So let me be clear, we aren’t big promoters of Santa Claus and the Easter Bunny. We do them, we just don’t make a huge deal out of them. We have actually been conflicted as to even acknowledge them at all, but for now, we are. So we have a main dish of Jesus’ birth and resurrection with a small side of the make believe costumed people. Do you know what that means? I am the Easter Bunny…if you’re a mom, doesn’t that just blow your mind?!
I still remember discovering my mom was the Easter bunny. While looking for cedar chips to change my hamster’s cage, I stumbled upon a huge cache of candy. Suddenly the pieces all came together. I had suspected due to some rumors around school, but I was saddened nonetheless. So I immediately ran and spoiled it for my younger brother. Cause that is what being the oldest is all about.

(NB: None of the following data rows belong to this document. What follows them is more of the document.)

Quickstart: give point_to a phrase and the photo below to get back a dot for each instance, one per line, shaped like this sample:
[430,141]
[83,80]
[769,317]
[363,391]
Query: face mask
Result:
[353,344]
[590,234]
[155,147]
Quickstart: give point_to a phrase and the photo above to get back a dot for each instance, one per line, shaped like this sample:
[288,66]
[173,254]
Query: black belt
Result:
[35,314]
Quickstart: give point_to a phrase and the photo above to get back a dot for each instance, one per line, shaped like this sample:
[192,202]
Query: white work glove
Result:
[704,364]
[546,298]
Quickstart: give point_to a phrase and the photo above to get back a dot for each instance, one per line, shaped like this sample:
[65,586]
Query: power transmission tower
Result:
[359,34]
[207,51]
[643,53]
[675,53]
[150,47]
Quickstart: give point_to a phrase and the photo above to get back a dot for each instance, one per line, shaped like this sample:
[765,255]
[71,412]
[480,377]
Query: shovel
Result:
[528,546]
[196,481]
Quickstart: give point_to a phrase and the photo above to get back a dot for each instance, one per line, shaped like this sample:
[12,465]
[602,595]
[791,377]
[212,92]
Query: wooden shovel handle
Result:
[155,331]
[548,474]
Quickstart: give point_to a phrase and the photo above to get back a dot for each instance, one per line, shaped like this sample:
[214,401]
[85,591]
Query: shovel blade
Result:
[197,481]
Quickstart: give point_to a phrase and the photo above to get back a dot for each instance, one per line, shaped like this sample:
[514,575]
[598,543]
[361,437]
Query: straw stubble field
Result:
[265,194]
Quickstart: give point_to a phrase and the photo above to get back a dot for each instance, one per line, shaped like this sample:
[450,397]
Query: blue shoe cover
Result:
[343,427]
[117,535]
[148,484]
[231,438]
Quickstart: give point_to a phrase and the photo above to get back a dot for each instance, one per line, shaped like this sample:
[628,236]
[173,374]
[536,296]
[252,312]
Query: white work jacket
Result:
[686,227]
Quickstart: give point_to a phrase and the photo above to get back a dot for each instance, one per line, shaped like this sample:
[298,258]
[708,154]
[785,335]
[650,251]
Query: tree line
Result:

So, this morning I awoke at the crack of dawn and put candy all over my living room. Apparently when I was buying candy I thought I had 9 kids cause I have 3 full bags or candy that I didn’t even open. And 5 that are 50% full. And I gave my kids way too much candy. Cause I needed to use up some of these bags. So I wouldn’t eat them (although it is possible I still am sneaking candy out of the kid’s baskets). This is the dark side of CVSing that nobody warns you about.
I am a very sucky Easter Bunny and Santa Claus. I spent the morning telling my kids about the Easter candy that they missed and saying things like, “I think I put a few more over there.” Thankfully my kids were too busy shoving chocolate in their face to notice. I am no better at Santa. After they open a present I say things like, “Yeah I thought you might really like that book….uh I mean Santa thought.”
Thankfully I haven’t had to be Tooth Fairy yet. I will probably trip while sneaking the tooth out from under the pillow, waking up my child who will catch me with the dollar in my hand. Then I will confess the whole thing. Yeah, you should probably keep me away from your children.